Washington's chip hegemony pursuit poses dire threat to global industry
By coercing foreign chipmakers to surrender their crucial business data, Washington has once again shown the world that the "America first" doctrine is still at the core of the country's decision-making, and that Washington is willing to do anything to rule the world supreme.
In September, the United States sent a seemingly voluntary request to get data from leading semiconductor chip manufacturers across the world in the name of boosting the transparency of global supply chains and identify the bottlenecks. However, U.S. Commerce Secretary Gina Raimondo also warned that the country would use compulsory measures if the targeted companies failed to hand over data within 45 days. Currently, more than 20 of them have complied.
It is not the first time Washington has abused its state power to bring a country or a company down to its knees, and certainly will not be the last time. Armed with all kinds of tools like long-arm jurisdiction, financial sanctions and diplomatic blackmail, the world's sole superpower has become increasingly arrogant and reckless as it strives to pursue global hegemony.
Washington's purpose in its latest high-handed data grab is clear: to control the global semiconductor supply chains, and maintain its edge in related sectors.
With detailed data on chip inventories, sales, orders as well as customers' information from those leading chipmakers, the United States can look at the global semiconductor industry in an almost God-like view. That also can lend the U.S. companies a leverage over their contenders worldwide.
Washington's acts of banditry have already sparked serious concerns across the world, particularly among businesses in the global semiconductor industry.
Given that the U.S. government has yet to reveal how it would use the data, targeted companies like Taiwan Semiconductor Manufacturing (TSMC), South Korean firms Samsung Electronics and SK Hynix all said they have excluded sensitive information or data on customers, citing confidential pacts signed between them and their customers.
"Many chipmakers have concerns about handing over sensitive data that, if leaked to outside parties, could disadvantage their company when negotiating contracts," Japanese media outlet Nikkei Asia said in an article on its website.

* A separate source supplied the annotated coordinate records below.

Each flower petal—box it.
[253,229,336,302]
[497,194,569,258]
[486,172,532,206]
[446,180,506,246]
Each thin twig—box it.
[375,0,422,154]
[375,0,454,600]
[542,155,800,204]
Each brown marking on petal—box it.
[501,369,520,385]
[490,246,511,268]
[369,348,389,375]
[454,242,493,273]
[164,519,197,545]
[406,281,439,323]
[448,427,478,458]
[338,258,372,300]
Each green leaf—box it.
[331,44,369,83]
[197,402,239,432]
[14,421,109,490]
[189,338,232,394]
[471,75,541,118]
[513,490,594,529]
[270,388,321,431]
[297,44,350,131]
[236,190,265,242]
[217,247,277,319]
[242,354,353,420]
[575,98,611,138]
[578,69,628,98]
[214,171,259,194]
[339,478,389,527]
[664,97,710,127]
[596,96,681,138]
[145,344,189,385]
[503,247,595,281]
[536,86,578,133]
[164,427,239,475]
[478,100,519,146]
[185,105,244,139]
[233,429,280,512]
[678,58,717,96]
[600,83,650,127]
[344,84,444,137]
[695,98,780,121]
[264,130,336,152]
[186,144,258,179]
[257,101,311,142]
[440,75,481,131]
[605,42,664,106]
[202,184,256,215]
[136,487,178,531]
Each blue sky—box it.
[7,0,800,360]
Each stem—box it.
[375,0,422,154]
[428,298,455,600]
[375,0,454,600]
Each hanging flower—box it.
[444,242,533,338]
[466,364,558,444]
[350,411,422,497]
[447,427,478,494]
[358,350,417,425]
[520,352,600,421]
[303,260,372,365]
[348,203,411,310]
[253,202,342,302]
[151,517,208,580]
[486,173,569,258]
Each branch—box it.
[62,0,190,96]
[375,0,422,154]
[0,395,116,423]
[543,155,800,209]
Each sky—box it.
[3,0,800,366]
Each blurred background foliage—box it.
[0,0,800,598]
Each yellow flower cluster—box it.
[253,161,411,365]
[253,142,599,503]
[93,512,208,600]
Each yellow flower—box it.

Japan was once a victim of similar U.S. coercion. In the late 1980s, Washington saw Japan's booming semiconductor industry as a threat to the United States. It used a slew of measures including trade sanctions to hammer Japanese firms. In the end, Japan lost its semiconductor edge.

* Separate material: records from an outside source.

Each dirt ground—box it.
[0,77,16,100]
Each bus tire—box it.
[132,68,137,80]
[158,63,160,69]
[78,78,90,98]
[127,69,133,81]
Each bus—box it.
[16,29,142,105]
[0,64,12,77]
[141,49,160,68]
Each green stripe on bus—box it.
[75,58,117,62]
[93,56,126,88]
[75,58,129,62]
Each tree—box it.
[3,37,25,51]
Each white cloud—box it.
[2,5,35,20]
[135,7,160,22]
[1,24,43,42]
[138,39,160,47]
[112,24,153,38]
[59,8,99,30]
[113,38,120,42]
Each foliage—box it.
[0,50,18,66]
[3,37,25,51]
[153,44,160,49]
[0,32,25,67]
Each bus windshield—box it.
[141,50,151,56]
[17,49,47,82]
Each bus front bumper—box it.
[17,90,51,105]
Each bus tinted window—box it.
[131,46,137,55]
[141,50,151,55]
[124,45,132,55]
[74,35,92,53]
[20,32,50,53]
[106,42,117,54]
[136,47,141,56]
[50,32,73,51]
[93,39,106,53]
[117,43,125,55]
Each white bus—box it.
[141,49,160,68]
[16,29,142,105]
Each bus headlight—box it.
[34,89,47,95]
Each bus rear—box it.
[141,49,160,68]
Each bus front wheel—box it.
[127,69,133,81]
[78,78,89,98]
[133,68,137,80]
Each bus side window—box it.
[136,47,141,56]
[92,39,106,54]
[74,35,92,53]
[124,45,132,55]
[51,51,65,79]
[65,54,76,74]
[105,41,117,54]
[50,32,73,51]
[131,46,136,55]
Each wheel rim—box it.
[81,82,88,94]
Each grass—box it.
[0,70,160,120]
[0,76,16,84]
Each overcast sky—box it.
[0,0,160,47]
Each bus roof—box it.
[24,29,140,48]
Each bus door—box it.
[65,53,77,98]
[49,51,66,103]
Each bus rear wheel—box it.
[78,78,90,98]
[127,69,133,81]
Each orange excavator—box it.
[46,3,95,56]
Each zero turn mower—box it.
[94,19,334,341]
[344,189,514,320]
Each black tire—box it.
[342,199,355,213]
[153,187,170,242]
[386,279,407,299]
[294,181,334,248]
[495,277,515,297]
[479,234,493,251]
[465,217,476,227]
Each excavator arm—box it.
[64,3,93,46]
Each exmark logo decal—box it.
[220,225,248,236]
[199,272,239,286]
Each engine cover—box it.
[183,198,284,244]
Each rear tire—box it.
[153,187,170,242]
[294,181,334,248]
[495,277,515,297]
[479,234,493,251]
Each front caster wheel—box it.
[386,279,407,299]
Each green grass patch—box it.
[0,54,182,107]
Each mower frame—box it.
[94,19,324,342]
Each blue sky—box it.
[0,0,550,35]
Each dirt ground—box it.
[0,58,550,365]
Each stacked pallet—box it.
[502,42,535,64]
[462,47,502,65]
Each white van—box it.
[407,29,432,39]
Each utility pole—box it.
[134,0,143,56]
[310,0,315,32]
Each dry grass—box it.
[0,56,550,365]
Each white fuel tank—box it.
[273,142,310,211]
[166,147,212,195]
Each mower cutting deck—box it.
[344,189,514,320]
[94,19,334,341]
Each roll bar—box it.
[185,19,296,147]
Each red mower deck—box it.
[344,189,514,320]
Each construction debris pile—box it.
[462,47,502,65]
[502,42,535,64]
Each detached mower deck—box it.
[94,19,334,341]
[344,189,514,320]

Such a U.S. request also set a bad precedent and cast a shadow over the future of the industry.
The sensitive nature of the request "is sending a worrying signal to global semiconductor industry stakeholders, including to other governments that may have an interest in compelling companies to share similar data, perhaps for less worthy purposes," said the Washington-based Information Technology Industry Council ealier this month, whose members include Apple, Intel, Samsung and TSMC.
Moreover, the United States' self-serving request will further rattle the world's already-fragile semiconductor supply chain as Washington is acting aggressively to regain its dominance in the industry.

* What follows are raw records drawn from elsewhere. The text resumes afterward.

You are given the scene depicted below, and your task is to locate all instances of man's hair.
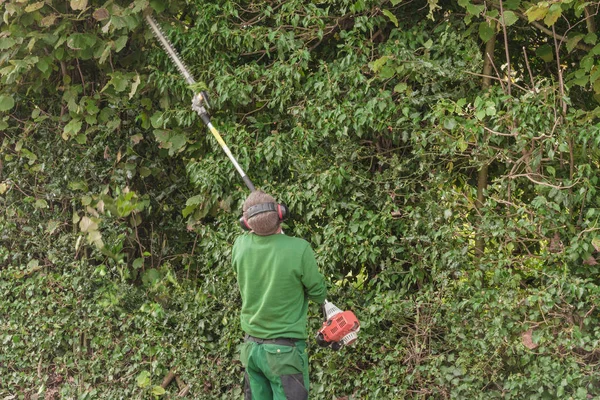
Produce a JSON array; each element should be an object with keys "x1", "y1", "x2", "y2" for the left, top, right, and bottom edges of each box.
[{"x1": 242, "y1": 190, "x2": 281, "y2": 236}]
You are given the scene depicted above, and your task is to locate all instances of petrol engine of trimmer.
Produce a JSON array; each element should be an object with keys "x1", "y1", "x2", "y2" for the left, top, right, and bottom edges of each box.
[{"x1": 317, "y1": 300, "x2": 360, "y2": 351}]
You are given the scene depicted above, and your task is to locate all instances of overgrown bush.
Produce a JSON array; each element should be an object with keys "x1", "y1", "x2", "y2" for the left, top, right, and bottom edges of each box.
[{"x1": 0, "y1": 0, "x2": 600, "y2": 400}]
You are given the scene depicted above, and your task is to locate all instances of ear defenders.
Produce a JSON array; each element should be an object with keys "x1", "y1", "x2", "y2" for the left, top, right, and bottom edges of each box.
[{"x1": 240, "y1": 203, "x2": 290, "y2": 231}]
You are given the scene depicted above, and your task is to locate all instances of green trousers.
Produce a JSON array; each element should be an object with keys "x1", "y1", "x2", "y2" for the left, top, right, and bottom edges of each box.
[{"x1": 240, "y1": 340, "x2": 308, "y2": 400}]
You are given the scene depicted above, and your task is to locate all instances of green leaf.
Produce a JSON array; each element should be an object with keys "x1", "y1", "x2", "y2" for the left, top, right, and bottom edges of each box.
[
  {"x1": 92, "y1": 8, "x2": 110, "y2": 21},
  {"x1": 583, "y1": 32, "x2": 598, "y2": 44},
  {"x1": 382, "y1": 10, "x2": 398, "y2": 28},
  {"x1": 62, "y1": 118, "x2": 83, "y2": 140},
  {"x1": 25, "y1": 1, "x2": 46, "y2": 13},
  {"x1": 67, "y1": 33, "x2": 98, "y2": 50},
  {"x1": 544, "y1": 4, "x2": 562, "y2": 26},
  {"x1": 394, "y1": 82, "x2": 408, "y2": 93},
  {"x1": 152, "y1": 385, "x2": 166, "y2": 396},
  {"x1": 71, "y1": 0, "x2": 88, "y2": 11},
  {"x1": 503, "y1": 11, "x2": 519, "y2": 26},
  {"x1": 504, "y1": 0, "x2": 521, "y2": 10},
  {"x1": 567, "y1": 35, "x2": 583, "y2": 53},
  {"x1": 0, "y1": 94, "x2": 15, "y2": 112},
  {"x1": 479, "y1": 22, "x2": 496, "y2": 43},
  {"x1": 525, "y1": 3, "x2": 548, "y2": 22},
  {"x1": 136, "y1": 371, "x2": 150, "y2": 389},
  {"x1": 369, "y1": 56, "x2": 390, "y2": 73}
]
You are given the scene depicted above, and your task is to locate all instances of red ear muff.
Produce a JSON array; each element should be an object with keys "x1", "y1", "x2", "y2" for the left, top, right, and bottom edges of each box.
[
  {"x1": 239, "y1": 203, "x2": 289, "y2": 231},
  {"x1": 240, "y1": 215, "x2": 252, "y2": 231}
]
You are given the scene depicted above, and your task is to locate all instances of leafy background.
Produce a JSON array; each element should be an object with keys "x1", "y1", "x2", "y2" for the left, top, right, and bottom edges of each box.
[{"x1": 0, "y1": 0, "x2": 600, "y2": 400}]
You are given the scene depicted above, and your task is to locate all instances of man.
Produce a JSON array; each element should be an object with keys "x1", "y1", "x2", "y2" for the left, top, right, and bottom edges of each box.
[{"x1": 232, "y1": 191, "x2": 327, "y2": 400}]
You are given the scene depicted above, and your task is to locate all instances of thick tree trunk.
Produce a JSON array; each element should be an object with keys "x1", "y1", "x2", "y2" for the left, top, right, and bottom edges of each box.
[{"x1": 475, "y1": 22, "x2": 496, "y2": 257}]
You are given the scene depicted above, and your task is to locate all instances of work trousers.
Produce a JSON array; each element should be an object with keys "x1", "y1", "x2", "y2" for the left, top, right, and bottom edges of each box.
[{"x1": 240, "y1": 337, "x2": 308, "y2": 400}]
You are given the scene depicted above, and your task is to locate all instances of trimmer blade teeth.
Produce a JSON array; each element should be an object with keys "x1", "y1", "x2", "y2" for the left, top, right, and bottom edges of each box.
[{"x1": 146, "y1": 14, "x2": 196, "y2": 85}]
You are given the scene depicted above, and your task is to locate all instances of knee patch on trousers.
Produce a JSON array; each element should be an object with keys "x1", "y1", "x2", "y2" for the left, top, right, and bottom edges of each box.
[{"x1": 281, "y1": 374, "x2": 308, "y2": 400}]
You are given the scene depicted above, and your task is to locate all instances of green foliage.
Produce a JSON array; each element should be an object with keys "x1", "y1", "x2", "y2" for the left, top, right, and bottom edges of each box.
[{"x1": 0, "y1": 0, "x2": 600, "y2": 399}]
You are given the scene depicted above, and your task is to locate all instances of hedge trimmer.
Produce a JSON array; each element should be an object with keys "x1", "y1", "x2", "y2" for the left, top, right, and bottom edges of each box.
[
  {"x1": 146, "y1": 14, "x2": 255, "y2": 192},
  {"x1": 145, "y1": 14, "x2": 360, "y2": 350}
]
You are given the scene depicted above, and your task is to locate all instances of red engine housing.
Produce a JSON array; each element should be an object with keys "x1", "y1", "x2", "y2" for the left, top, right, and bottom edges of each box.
[{"x1": 318, "y1": 311, "x2": 360, "y2": 345}]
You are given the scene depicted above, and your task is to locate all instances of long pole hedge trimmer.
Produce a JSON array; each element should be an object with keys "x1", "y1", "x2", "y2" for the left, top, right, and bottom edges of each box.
[
  {"x1": 146, "y1": 14, "x2": 360, "y2": 350},
  {"x1": 146, "y1": 14, "x2": 256, "y2": 192}
]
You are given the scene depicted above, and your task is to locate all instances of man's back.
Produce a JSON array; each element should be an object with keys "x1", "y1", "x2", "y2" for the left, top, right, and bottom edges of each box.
[{"x1": 232, "y1": 233, "x2": 326, "y2": 339}]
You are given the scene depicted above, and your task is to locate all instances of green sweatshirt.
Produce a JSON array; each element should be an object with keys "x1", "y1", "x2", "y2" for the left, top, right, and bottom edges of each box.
[{"x1": 231, "y1": 233, "x2": 327, "y2": 339}]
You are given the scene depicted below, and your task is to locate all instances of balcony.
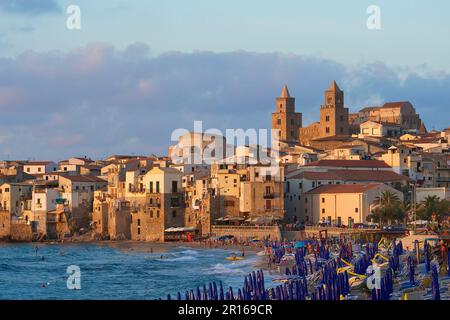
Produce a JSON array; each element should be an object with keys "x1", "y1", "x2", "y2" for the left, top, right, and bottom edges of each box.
[
  {"x1": 263, "y1": 191, "x2": 275, "y2": 199},
  {"x1": 170, "y1": 198, "x2": 181, "y2": 208},
  {"x1": 147, "y1": 202, "x2": 161, "y2": 208}
]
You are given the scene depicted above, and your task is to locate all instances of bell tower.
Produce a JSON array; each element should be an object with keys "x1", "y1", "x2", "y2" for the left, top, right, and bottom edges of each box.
[
  {"x1": 272, "y1": 85, "x2": 302, "y2": 142},
  {"x1": 320, "y1": 81, "x2": 350, "y2": 137}
]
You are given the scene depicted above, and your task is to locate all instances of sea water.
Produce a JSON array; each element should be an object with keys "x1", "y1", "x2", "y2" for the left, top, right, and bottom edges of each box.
[{"x1": 0, "y1": 243, "x2": 261, "y2": 300}]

More than three decades ago, America's share of global chip production was 37 percent. Last year, the number went down to only 12 percent. Washington has become quite worried about the sharp decline.
The present semiconductor shortage, which rocked the U.S. auto sector quite hard, has intensified Washington's urgency to reverse the downward trend. Washington has on the one hand lobbied or forced leading chipmakers to set up plants on U.S. soil, for example SK Hynix and TSMC, and on the other hand blocked those companies' similar projects in China and blacklisted Chinese high-tech companies.
At a time when the global semiconductor shortage crisis is still festering, an ever overbearing United States will only make the crisis worse by obstructing international cooperation, and damaging mutual trust.
In an age of unstoppable economic globalization, cooperation is the only way for all countries to navigate today's challenges. If Washington really wants to tackle the industry bottlenecks as it has openly claimed, it should choose cooperation rather than coercion.